Tuesday, 26 June 2007

The Meaning of Night by Michael Cox


Blaggards, scoundrels, bounders and cads; nowhere near as literary as it thinks it is: 2/5

This book starts so well, shows so much promise, and categorically fails to deliver. I was very much looking forward to settling down to a dark, twisted tale with a Victorian England backdrop, but what I got was a load of hokum.

It all starts promisingly enough. "The Meaning of Night" begins in a highly intriguing, albeit melodramatic, fashion. From the first line of his narrative, we know that our narrator (who uses several different names, but amongst them, the initials "EG" recur) is a killer; the protagonist murders a hapless soul in a dark alleyway in London and then goes to have his dinner. Why has he done that? (The murder, that is, not the dinner. Perhaps killing brings hunger on, I dunno, never killed anyone). I dived into this murky tale, like a Victorian into the dirty Thames (or something), eager to know more, but thereafter followed disappointment.

For the first third, the book is solid entertainment. The sections set in London are well done and we truly get a sense of a seamy, teeming metropolis in the nineteenth century. Our narrator is very much a part of this world he inhabits. EG has a day job for an outwardly respectable law firm but at night wanders dark streets and visits a prostitute (though she doesn't charge our dashing hero for her services. He must be oh so dashing, eh?).

This was all enjoyable stuff; perhaps the Uriah Heep-style neighbour is a little much and some readers will roll their eyes at the whore with a heart of gold, but I was having fun at this point.

But then the plot machinations begin in earnest and I found myself rolling my eyes a fair bit. EG, it turns out, has a mortal enemy, a veritable nemesis; he's a blaggard and a bounder to boot. Phoebus Rainsford Daunt, a poet (EG's dismissive derision regarding Daunt's literary "talents" and increasing incredulity at his foe's success are quite amusing), man-about-town and former schoolmate of our EG is the swine in question. P. Rainsford Daunt is the kind of chap who, had he lived a few years later, would no doubt have busied himself tying maidens to railway tracks and twirling his moustache, all the while perfecting his evil laugh. In this novel, he must connive and conspire to ruin EG's life. He makes his start by getting EG expelled from school for a crime that EG (gasp!) did not commit. What a rotter and no mistake. A pity that we never get any proper insight into this character at all, even though an entire section is ostensibly devoted to his early life. Daunt is a cardboard cut out, cut-and-paste villain. It is disappointing, when Cox has seemingly tried (albeit not entirely successfully) to give anti-hero EG shades of light and dark, that P. Rainsford Daunt is just a bad 'un, and that's it.

After Daunt makes his entrance, things start to go downhill. They career further downwards when EG gets a love interest (above and beyond the aforementioned lady of the night). When one of the book's secrets is revealed, connected with EG's background and why a certain family member has behaved in a certain way, the reader might feel, as I did, that we had expected more and that we had had a fair old setup for something of a throwaway reveal. At least, though, I didn't feel completely cheated, which is what happened as we approached the final section and I saw where Cox was going.

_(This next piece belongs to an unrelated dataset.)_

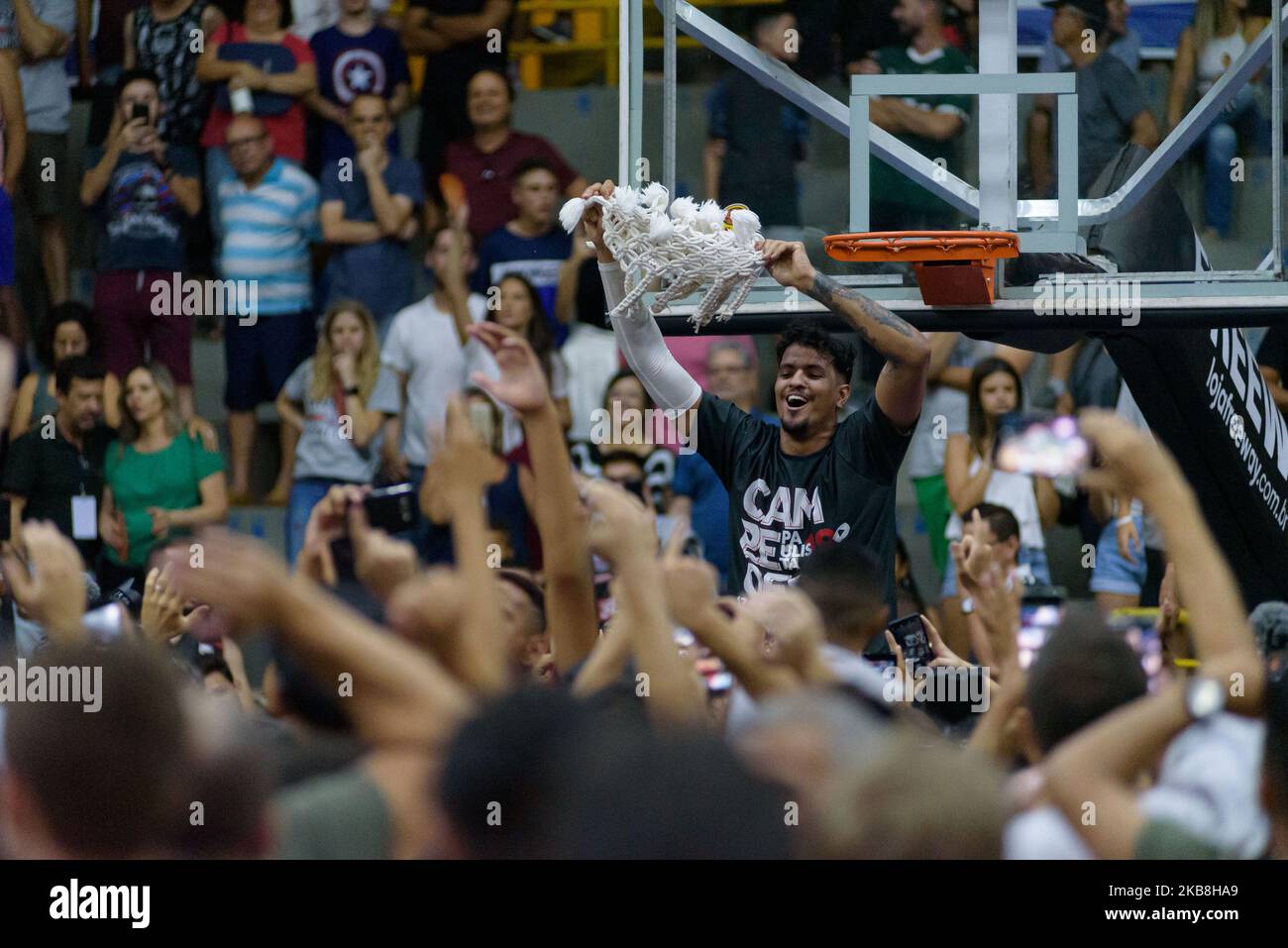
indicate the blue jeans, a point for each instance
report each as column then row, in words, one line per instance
column 305, row 493
column 1243, row 116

I have to give this book two stars (after early on, thinking it might be a four or five-star book; then as the tedium set in, thinking three) for the dreadful, predictable, hackneyed ending. After several hundred pages of build-up, it is a monumental letdown. The denouement is desperately disappointing; presumably supposed to be a "twist", although it seems to me that the majority of readers must surely have seen it coming a mile off and then checked themselves, hoping that the author was cleverer than we were giving him credit for and leading us down a blind alley, only to truly astonish us within the final pages. But no. I can't even think that it is an attempt at parody, either. I think this is Cox's genuine, intended big finish. I skipped over the last pages, very much annoyed at where Cox was taking us. What a blaggard, what a bounder, etc.

I don't like it when books underestimate their readership's intelligence, but this is what this novel does, in spades. EG behaves in an increasingly stupid manner for reasons that never even come close to being convincing and it is all for a contrived, predictable, silly ending. All of the hard work Cox does in this novel with his elegant language, the intriguing footnotes - all of that is squandered in the aforementioned hokum of where this book ends up. It is a real shame, because I wanted to love this. Early on, I thought it was going to be one of those great books that I could recommend to others, confident that they would not be disappointed; but I can't recommend this. I think a lot of people I know would be disappointed in it and sorry that they had squandered their time.

LATER EDIT: The edition of the book I have posted a picture of has, unlike my copy, a text along the top of the front cover that gives some of the key plot details away. Which is silly. I have a few books with blurbs that do that, ridiculous really.